Showing posts with label I want a mudroom. Show all posts
Showing posts with label I want a mudroom. Show all posts

Sunday, October 10, 2010

Affluenza


"Are we poor, Mom?" Molly asked.

I wondered how a girl, riding in a spacious, year old car, fresh off of a not inexpensive weekend soccer tournament, could imagine we were poor.

True, there has been talk about "cutting back" at the See household of late. Gone are the landscape guys, the once a week Asian food, pool membership and other luxuries. I'm clipping coupons. Our much-touted trip to Europe was replaced by free vouchers for a day at a local amusement park, and there won't be replacement windows in our near future, unless you mean replacing the duct-taped cardboard that covers one pane with a fresh piece.

But POOR? Oh my goodness. You would think that with our big project this year, to build 2 wells in developing nations, Molly would understand that we have it much, much better than the rest of the world. And I think she does. But, like me, she frequently, and not very flatteringly, swings back and forth between gratefulness and covetous.

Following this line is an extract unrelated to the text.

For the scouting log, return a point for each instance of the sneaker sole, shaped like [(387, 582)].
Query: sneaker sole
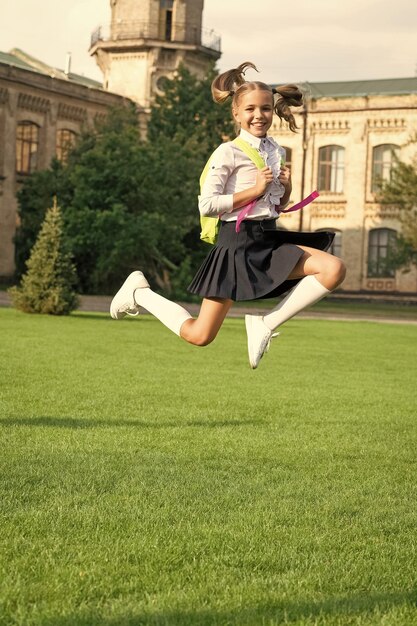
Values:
[(140, 283)]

We live in an expensive, affluent region. Many people in our area have been affected by the economic downturn, but the cars on the roads scream luxury, the houses are enormous, and people wait for an hour to get a table at our over-priced chain restaurants.

After leaving a lovely party in a beautiful home yesterday, Molly said, "Mom, when I see a house like that, it makes me think ours is small and junky." Instead of launching into my spiel about consumerism and the need to have our priorities straight, I replied, "I know. I feel the same way."

She and I had been having a major mind-meld in that moment, yet was brave enough to express what we both were thinking. You see, before we'd even put our seat belts on, I had mentally moved our family into that lovely house and pictured myself sitting on the back porch surveying the estate, not a care in the world.

Why is it that we know we have enough, and are grateful for it, but when MORE MORE MORE is in our face we feel somehow diminished, grasping, dissatisfied?

I found myself getting grumpy about the same issue earlier this weekend, and I've had 41 years to Molly's 9 to realize that, "the most important things in life aren't things." I pondered how I was always in the top of my class yet I've spent the better part of my adult life unemployed or underemployed in part-time gigs. This was by choice, but I've started to wonder if it was the best choice. I worry if I'll be employable in the future.

Could be that hearing a guy I went to middle school with has a full-sized basketball court IN his house colored my thinking a tad green.

Today I pulled up to my favorite thrift store on 50% off day (thanks, Christopher Columbus!). After circling the jammed parking lot for 25 minutes, I gave up and went home. Not only did I have a chance to remind myself that I wanted, but did not need, more THINGS, the crowds of people there, many of whom had taken the bus or walked long distances to get there, made me realize that I have much to be grateful for.

And if I ever forget to be grateful, I am poor indeed.